Resonance frequency is reduced in dorsal dendrites post-SE. A, C, E, G, left, Representative voltage responses to a 15-Hz chirp stimulus obtained from whole-cell recordings from control (upper, black) and post-SE (lower, red) cells. Right, Plot of impedance amplitude as a function of frequency for voltage traces. Dotted line shows the peak frequency. A, Representative recordings from the soma of dorsal CA1 neurons. B, Summary graph showing the peak resonance frequency values obtained from dorsal somatic recordings from control and post-SE groups. These groups were not statically different from one another. C, Representative recordings from the apical dendrite of dorsal CA1 neurons. D, Summary of data collected from the dendrite of dorsal CA1 neurons showing the peak resonance in control and post-SE groups. These groups were statistically different. E, Representative responses at the soma of ventral CA1 neurons in both groups. F, Summary graphs showing the group data for control and post-SE conditions. G, Representative recordings at the dendrite of ventral CA1 neurons. H, Summary graphs comparing the group data for control and post-SE conditions. *p < 0.05.

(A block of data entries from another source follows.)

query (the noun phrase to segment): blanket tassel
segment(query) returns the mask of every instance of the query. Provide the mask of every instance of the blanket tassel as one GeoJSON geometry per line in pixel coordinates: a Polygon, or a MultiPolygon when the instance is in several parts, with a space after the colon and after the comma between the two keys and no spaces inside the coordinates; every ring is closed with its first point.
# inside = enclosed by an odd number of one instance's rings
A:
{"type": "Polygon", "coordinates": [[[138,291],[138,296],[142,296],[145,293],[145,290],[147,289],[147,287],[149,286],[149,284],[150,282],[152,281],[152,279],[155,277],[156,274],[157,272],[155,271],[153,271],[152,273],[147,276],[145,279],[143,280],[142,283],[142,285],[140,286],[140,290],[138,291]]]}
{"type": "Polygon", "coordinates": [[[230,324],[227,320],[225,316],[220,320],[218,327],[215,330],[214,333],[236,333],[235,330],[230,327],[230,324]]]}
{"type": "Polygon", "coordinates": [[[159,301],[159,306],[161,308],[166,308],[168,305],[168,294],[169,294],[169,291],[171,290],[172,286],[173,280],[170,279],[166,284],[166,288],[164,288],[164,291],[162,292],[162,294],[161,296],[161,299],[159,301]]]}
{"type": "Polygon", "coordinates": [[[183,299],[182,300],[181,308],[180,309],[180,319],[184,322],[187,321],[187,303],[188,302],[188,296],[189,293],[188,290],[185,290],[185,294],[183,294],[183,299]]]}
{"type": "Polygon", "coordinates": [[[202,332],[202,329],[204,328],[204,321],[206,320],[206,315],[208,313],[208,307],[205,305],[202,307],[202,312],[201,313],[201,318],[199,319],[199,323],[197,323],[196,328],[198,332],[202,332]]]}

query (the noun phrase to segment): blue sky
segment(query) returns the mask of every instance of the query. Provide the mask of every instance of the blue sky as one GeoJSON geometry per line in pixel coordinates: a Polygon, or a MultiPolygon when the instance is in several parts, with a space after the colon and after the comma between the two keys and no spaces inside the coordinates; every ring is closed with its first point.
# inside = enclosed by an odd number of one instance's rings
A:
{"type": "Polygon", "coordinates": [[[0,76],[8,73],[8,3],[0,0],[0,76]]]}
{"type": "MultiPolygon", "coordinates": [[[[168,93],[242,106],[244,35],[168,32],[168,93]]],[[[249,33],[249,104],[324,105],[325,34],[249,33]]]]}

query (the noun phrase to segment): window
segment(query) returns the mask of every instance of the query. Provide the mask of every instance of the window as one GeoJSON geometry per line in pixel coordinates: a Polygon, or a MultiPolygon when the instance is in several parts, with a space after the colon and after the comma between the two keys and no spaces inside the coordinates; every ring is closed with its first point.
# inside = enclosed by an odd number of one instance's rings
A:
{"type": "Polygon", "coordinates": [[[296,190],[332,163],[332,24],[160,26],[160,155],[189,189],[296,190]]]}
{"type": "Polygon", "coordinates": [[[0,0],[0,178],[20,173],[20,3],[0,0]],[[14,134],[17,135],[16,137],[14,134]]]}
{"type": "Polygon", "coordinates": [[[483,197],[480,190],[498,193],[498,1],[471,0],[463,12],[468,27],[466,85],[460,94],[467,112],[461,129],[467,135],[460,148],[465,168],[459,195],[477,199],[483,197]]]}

Reduced sensitivity to the HCN channel blocker, ZD7288, in dorsal dendrites post-SE. A, Voltage responses at the dendrite of dorsal CA1 neurons were measured from –70 mV under baseline conditions, ACSF, and after bath application of 10 µM ZD7288. B, The steady state input resistance increased after ZD was introduced in both control and post-SE groups. C, The increase in input resistance was much larger in controls. D, The amplitude of the rebound depolarization was plotted as a function of the membrane potential at the end of the current step. The slope of this relationship was plotted under baseline, ACSF, conditions and then after ZD7288 for both treatment groups. In dorsal CA1 neurons post-SE, the rebound slope was significantly reduced. E, Representative traces from dendrites of ventral CA1 neurons under baseline conditions, ACSF, or after bath application of 10 µM ZD7288. F, The dendritic input resistance of ventral CA1 neurons increased after ZD7288. G, The increase in input resistance relative to baseline was not different between the groups. H, The rebound slope was reduced with application of ZD, but there was no difference between the control and post-SE groups. *p < 0.05.